La brochure de convocation 2019, un outil de communication sensible

Dans le contexte actuel, des mesures attendues visant à encourager l’actionnariat salarié et la présence des salariés dans les conseils, de demandes de ratios de comparaison entre salaires et rémunérations versés (loi Pacte), sans oublier les nouveaux risques de réputation, les entreprises font de leur brochure de convocation un véritable outil de communication. Encore plus pédagogique, plus didactique, s’adressant à un public éclairé comme profane, la brochure éclaire et donc favorise le vote.

Désormais presque toutes les sociétés, 92 %, publient une brochure de convocation (comptant 57 pages en moyenne) en plus de l’avis de convocation au Balo qui, lui, est obligatoire. C’est l’un des premiers enseignements de l’étude menée par Labrador sur les 109 sociétés du SBF 120 soumises à la législation française.

« Il n’y pas de véritable révolution par rapport à l’an dernier, mais on voit clairement une évolution régulière des principaux indicateurs qui vont bien au-delà des attentes légales de l’avis de convocation au Balo. Ainsi, de plus en plus de documents présentent des rubriques dédiées à des informations permettant d’éclairer le vote », explique Julia de Queiros, Responsable Conseil, Etudes et Transparence chez Labrador. Par exemple, 81% des documents consacrent une partie à la Gouvernance (6 pages en moyenne). Un chiffre en hausse de près de 10 points en deux ans, idem pour la rémunération. S’il reste encore beaucoup à faire en matière de pédagogie sur la rémunération, force est de constater que près de 20 % des documents lui font une place à part. Les entreprises devront cette année redoubler d’efforts de pédagogie pour limiter les risques d’interprétation ou de perception irrationnelle de ce volet hautement sensible.

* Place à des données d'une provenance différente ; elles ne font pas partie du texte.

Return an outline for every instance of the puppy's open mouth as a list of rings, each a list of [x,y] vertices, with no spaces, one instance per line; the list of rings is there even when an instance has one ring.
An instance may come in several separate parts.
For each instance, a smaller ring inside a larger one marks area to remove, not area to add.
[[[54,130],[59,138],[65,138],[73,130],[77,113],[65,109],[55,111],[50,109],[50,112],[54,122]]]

Une présentation synthétique et illustrée

À l’honneur également, des pages chiffres clés et profil de l’entreprise qui introduisent la partie Exposé sommaire pour près de la moitié des documents : elles offrent une information synthétique et accessible au plus grand nombre. Les brochures ont au final vocation à être un document « auto-portant » : cela permet d’éviter d’aller chercher une information dans un autre type de support comme le Document de référence (DRF). D’ailleurs, d’une manière générale, se félicite Julia de Queiros, « les documents sont de plus en plus didactiques et pédagogiques ». Les graphiques sont désormais présents dans 62% des documents et leur nombre a bondi de 27 % par rapport à 2016, avec 4,6 graphiques en moyenne. Les photos sont aussi en nette progression. « La fusion de la présentation de la résolution en introduction du texte de la résolution est adoptée par plus de 40 % du panel. Et dans plus de la moitié des documents les éléments éclairant le vote sont placés avant les résolutions », précise Julia de Queiros.

À noter enfin, près de deux entreprises sur trois proposent de voter par internet. Par contre, l’e-convocation demeure à la traine (26 % des cas), tandis que seule une entreprise sur trois envoie les documents par courriel. Il y a ici encore des progrès à faire après les incidents sur les votes de 2018. Le papier a cependant encore de beaux jours devant lui. Notamment pour l’actionnaire individuel, pour qui il demeure important de recevoir à domicile la brochure de communication « papier », de garder ce lien « physique » avec l’entreprise. Un choix délibéré qui ne concerne pas l’actionnaire institutionnel pour qui l’outil idéal est pour sa part le mini-site autour de la brochure.